After one culture audit, however, they found they had let the pendulum swing too far.
“We had people who were straight out of college being asked to make some major architectural decisions and getting overwhelmed,” Justin shared.
So they improved by starting people off with a more reasonable amount of responsibility and increasing it over time.
Implement Inclusiveness
Asana makes clear that regardless of age, sex, skin color, position in the company, or any other determining characteristic, “every single person at Asana deserves deep mutual respect.”
This value is of extreme importance to the company, Justin explained, and he finds it frustrating that he has to make this point at all.
“It’s not enough to just not discriminate; you have to proactively foster spaces in which people feel safe to bring their full selves to work.”
As such, they have implemented three employee resource groups: A women’s group, an LGBTQIA group, and a group for people of color.
“Asana provides budget and staffing and space, and people can come together and talk about real issues facing the world and the workplace.”
He feels this helps them to keep “Leveling up our game and being as radically inclusive as possible.”
Create Clarity
The value of clarity is “deeply infused not only into our culture but to our product,” Justin said.
Teams are more able to be effective when everyone has perfect clarity on their purpose and roles. “We want everyone in the company to deeply internalize the mission and their role in it,” he said.

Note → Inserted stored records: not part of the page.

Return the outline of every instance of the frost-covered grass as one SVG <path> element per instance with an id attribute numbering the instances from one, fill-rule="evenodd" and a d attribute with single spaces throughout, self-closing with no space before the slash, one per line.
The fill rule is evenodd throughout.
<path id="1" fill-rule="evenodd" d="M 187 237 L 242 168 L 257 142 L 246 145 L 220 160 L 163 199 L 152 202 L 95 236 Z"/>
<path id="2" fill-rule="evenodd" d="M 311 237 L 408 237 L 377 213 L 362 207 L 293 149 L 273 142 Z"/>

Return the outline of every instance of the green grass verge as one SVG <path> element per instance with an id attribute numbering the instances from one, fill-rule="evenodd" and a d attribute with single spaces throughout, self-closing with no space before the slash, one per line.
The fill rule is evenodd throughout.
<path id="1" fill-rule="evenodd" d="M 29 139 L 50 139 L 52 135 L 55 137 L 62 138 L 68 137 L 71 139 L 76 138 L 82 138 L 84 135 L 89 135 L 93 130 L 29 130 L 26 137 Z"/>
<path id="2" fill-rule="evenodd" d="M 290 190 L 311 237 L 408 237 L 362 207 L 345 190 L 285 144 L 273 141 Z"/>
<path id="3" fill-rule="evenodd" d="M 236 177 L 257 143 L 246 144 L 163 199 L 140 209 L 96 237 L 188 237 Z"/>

Every year they look at their mission and figure out annual objectives that will enable them to make the most progress, and ask every employee to pose the question of themselves, “How does my work fit in in serving the overall mission and purpose of this organization?”
“Annual objectives are a way for the company to come together and really clarify what we’re trying to do on a year-to-year basis.”
Mandate Mindfulness
Mindfulness may be a buzz word on everyone’s lips, but it’s a key value at Asana because, Justin pointed out, being in the present moment allows them to “pause and reflect on our past.” It also allows them to “make conscious decisions about where we want to go in our future.”
One way they implement this is through a practice called Road Map Week, where, twice a year, they take a full week out of their calendar and “basically stop doing normal operations,” Justin explained. They divide into committees where each one focuses on a different part of the company, and ask a series of questions:
- What is our purpose?
- How does that fit into our strategy and mission?
- Where have we come in the last six months?
- What do we think went well?
- What went poorly?
- What could we do in the next six months?
- What are the pros and cons of those options?
If other companies think they don’t have time for this, Justin urges, “Taking the time to pause and reflect gives you the opportunity to course correct.”
He encouraged people to go back and ask:
- What is your mission?
- What are your values?
- What is your collective fantasy of your organization at its very best?
This may require facing some hard truths, Justin cautioned, “but it’s worth it because then you’ll know where to focus your implementation energy.”
However, this is not just advice to be handed down from leadership. Justin urged, “Perhaps the most important thing you can do as a leader is to start from within. Because to an amazing extent, the culture of a company reflects the inside of its leadership.”
Justin hopes to see a renaissance in the quality of company cultures. “I think culture is one of the most massively underappreciated levers you have, and a competitive advantage in building a business.”
It’s never too early or too late to think about building it. “You don’t have the time not to.”